Si heureusement, très peu d'utilisateurs suivent à la lettre les absurdes défis imposés par ce robot cruel, la police a établi un lien entre le suicide d'une fillette de 12 ans et le jeu du "Momo Challenge", début juillet 2018 en Argentine. En effet, la jeune fille aurait discuté avec cet étrange personnage juste avant de se donner la mort. Très rapidement, l'équipe en charge de l'enquête a pu retrouver ceux qui étaient derrière le contact. Ce dernier n'était autres qu'un groupe de hackers désirant pirater le contenu des smartphones des personnes piégées. Le numéro en question a d'ailleurs été désactivé le 11 juillet dernier. Toutefois, ce phénomène s'est répandu comme une traînée de poudre et des numéros se sont très vite dupliqués à travers le monde. notamment au Japon, en Colombie et au Mexique. 

Qu'en est-il en France ?

Pour le moment, aucun cas de suicides ou de tentatives n'ont été signalés. Mais quelques numéros, visibles sur de nombreux sites internet, promettent aux utilisateurs d'entrer en contact avec le fameux Momo. Au bout du fil : des fake numéros, des petits escrocs utilisant des numéros surtaxés pour détourner un peu d'argent si on les compose et surtout, des plaisanteries de très mauvais goût.

L'occasion de rappeler que les comportements de type "Momo Challenge" sont considérés en France comme du harcèlement en ligne (ou cyber-harcèlement) : un délit passible de deux ans d'emprisonnements et d'une amende de 30 000 euros (ou 3 ans de prison et 45 000 euros si la victime a moins de 15 ans). "L'ampleur est difficilement mesurable mais sa dangerosité est réelle", dénonce Gabriel Attal, député (LREM) des Hauts-de-Seine dans un article du Parisien du 10 septembre 2018. Ce dernier a adressé une question au ministre de l'Intérieur dans laquelle il fait mention de "la pression psychologique" et de "la mise en danger des plus jeunes" qu'implique le Momo Challenge. Pour protéger les enfants et les ados face à cette pratique et pour informer au mieux les familles, le ministère s'est engagé à suivre ce dossier de façon presque quotidienne. Des mesures et des recommandations devraient prochainement être rendues publiques. 

Comment accompagner son enfant pour une navigation plus sûre ? Bien que le risque 0 n'existe pas, quelques bons gestes permettent d'accompagner son enfant dans son utilisation numérique.

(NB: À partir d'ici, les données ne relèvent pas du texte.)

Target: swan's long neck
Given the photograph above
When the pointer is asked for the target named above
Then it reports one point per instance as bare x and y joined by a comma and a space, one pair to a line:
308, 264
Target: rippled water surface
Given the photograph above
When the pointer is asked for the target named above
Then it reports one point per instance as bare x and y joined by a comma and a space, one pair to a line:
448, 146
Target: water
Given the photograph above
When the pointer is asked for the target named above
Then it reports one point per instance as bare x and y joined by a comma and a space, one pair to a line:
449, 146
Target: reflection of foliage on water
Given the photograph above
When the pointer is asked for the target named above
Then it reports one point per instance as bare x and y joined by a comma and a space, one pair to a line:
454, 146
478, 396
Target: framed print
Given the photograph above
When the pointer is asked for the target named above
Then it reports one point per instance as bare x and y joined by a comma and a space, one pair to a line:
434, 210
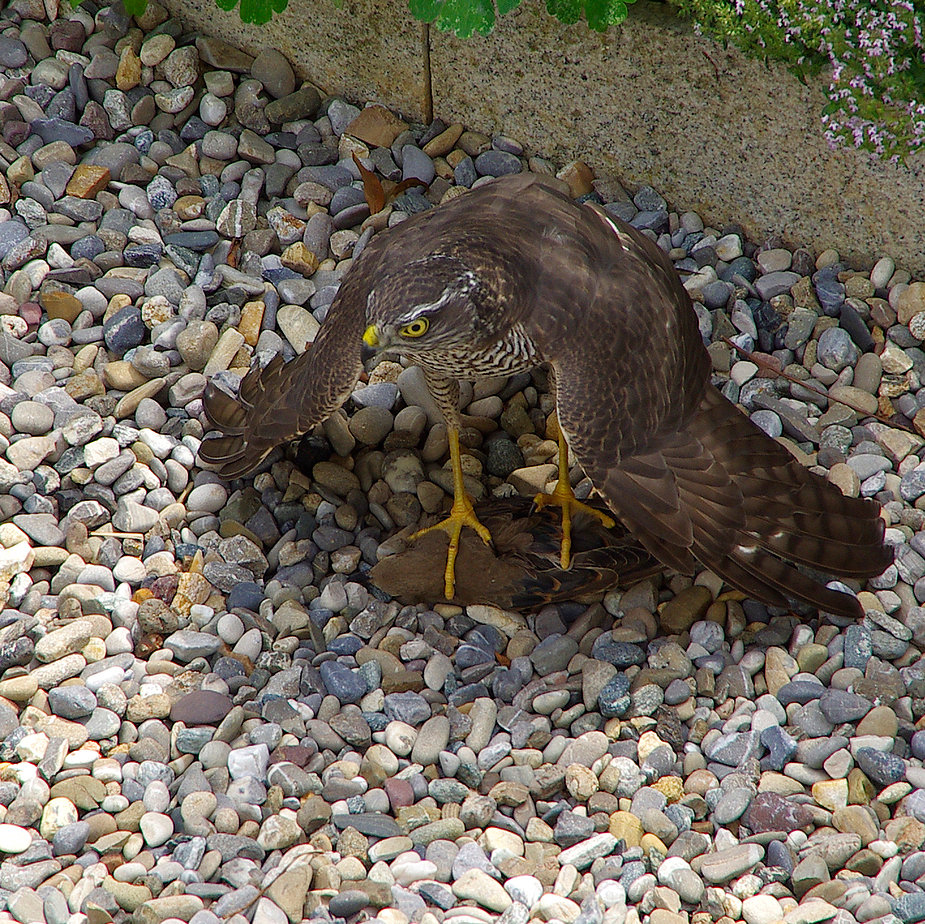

  • ne pas interdire l'accès à internet ou aux réseaux, mais garder le contrôle de l'ordinateur ou de la tablette. "En fonction de l'âge, ne lui transmettez pas les codes d'accès ou créez-lui une session avec des fonctions limitées et sécurisées (limitation du temps de connexion, impossibilité de télécharger des applications, accès limité à certains sites ou applications qui ne garantissent pas un niveau minimum de confiance (ceux qui transmettent les données personnelles par exemple)...)", précise la Commission nationale de l'informatique et des libertés (CNIL). A savoir que le contrôle parental peut s'installer sur tous les smartphones, tablettes et ordinateurs. 
  • s'il utilise les réseaux de sociaux comme Facebook ou autres (déconseillés avant 13 ans), mieux vaut régler avec lui les paramètres de confidentialité et vérifier que son profil ne soit pas consultable par n'importe qui.
  • ne pas hésiter à parler en famille de ce genre de challenge qui se profile sur les réseaux, comme pour tout autre danger sur Internet. "Sensibilisez vos enfants, quel que soit leur âge, aux dérives d'internet et des réseaux sociaux", conseille la CNIL.